28 Juin 2018

Togo: La C14 prise au dépourvu par les Facilitateurs de la CEDEAO ?

Photo: Télégramme228
Dialogue au Togo avec les facilitateurs de la CEDEAO

Visiblement, des parties du communiqué final ayant sanctionné les travaux du dialogue intertogolais hier mercredi sous l'égide des deux facilitateurs ghanéen et guinéen de la CEDEAO, sont restées en travers de la gorge de la Coalition des 14 partis de l'opposition. Il s'agit entre autres de la partie concernant l'organisation des élections.

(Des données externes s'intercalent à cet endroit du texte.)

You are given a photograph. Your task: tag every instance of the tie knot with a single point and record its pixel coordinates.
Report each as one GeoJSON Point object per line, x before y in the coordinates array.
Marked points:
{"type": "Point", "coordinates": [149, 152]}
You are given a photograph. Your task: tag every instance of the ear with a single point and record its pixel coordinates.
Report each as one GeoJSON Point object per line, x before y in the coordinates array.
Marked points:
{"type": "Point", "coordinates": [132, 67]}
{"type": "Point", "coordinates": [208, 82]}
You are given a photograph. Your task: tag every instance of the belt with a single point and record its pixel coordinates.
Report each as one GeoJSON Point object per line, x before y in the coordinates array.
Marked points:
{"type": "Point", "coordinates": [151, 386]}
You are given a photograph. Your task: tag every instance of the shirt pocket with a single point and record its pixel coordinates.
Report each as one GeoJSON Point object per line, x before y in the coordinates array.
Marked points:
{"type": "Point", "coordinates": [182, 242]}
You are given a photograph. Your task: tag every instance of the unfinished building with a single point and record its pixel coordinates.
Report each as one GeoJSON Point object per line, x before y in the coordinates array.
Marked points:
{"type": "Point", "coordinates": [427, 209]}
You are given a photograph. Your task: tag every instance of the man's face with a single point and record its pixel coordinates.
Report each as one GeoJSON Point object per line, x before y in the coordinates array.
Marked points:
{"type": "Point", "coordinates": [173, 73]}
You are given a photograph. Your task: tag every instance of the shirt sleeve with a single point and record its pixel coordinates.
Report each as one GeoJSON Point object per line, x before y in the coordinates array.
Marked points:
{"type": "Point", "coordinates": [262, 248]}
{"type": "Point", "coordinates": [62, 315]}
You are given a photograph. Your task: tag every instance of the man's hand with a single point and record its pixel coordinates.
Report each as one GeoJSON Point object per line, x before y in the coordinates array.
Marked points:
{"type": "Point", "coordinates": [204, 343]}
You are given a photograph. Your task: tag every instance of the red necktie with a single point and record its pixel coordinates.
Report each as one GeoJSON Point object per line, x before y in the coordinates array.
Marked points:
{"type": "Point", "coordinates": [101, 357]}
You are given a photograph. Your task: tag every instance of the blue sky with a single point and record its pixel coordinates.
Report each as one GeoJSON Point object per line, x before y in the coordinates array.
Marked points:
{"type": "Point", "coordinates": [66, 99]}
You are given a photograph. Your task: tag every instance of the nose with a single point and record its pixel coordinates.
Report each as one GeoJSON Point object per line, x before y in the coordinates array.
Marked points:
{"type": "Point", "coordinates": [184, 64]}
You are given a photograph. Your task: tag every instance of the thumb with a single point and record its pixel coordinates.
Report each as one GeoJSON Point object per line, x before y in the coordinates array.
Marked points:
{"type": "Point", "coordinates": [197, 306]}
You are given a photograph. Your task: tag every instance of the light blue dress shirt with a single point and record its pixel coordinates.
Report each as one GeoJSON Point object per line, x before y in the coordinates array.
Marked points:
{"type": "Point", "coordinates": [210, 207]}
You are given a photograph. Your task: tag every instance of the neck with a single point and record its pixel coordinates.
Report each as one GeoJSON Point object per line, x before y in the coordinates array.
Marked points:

Il en ressort qu'un accord a été trouvé entre les parties (Pouvoir et Opposition) pour que les activités du Parlement conformément à la Constitution, se poursuivent au-delà de l'échéance prévue et que, "durant cette période, les préparatifs des élections restent suspendus".

Il est dès lors souhaitable que ces élections se tiennent avant fin novembre 2018. Les parties sont donc été encouragées à "maintenir la dynamique de dialogue et de concertation pour un règlement pacifique notamment la recherche du consensus". C'est en substance ce qu'indiquait un extrait du communiqué.

En conférence de presse ce jour, la C14 a donné l'air de n'avoir pas été entendue par les facilitateurs, puisque de cette fin du mois de Juin à fin Novembre 2018, le délai qui sépare est de quatre mois.

Or, questionnée sur le temps qu'il fait pour parler de date réaliste pour ces élections législatives et locales, elle (la Coalition) avait plutôt indiqué que « le minimum c'est 9 mois, dans un contexte où on doit tout reprendre ».

Au vu de ce qui précède et de cette échéance de fin novembre, la Coordinatrice de la C14, Brigitte Kafui Adjamagbo-Johnson croit savoir que « le processus électoral s'est poursuivi en dépit des recommandations que le facilitateur ghanéen avait fait ».

En tout cas, dans un contexte où les facilitateurs indiquent toutefois que tout doit se faire dans un consensus, Mme Adjamagbo-Johnson a tenu à rassurer et à faire savoir à Gilbert Bawara, « que c'est ensemble que nous devrons définir les conditions dans lesquelles on va tout reprendre ». Aussi, a-t-elle poursuivi, « qu'il sache que le travail que ZETES est en train de réaliser en clandestinité ne sera pas reconnu ».

Et à l'adresse de tout le pouvoir RPT/UNIR, la responsable de la CDPA et de la C14 a tenu à faire savoir qu' « il faut qu'ils se désillusionnent », car d'après elle, « les Togolais sont déterminés, il n'y aura plus d'organisation d'élections frauduleuses au Togo ».

A tout prendre donc, il s'agit pour dame Adjamagbo d'une date indicative et non d'un délai de rigueur. « Qu'ils ne transforment pas cette date en une obligation d'organiser les élections avant fin novembre », avait-elle finalement lancé.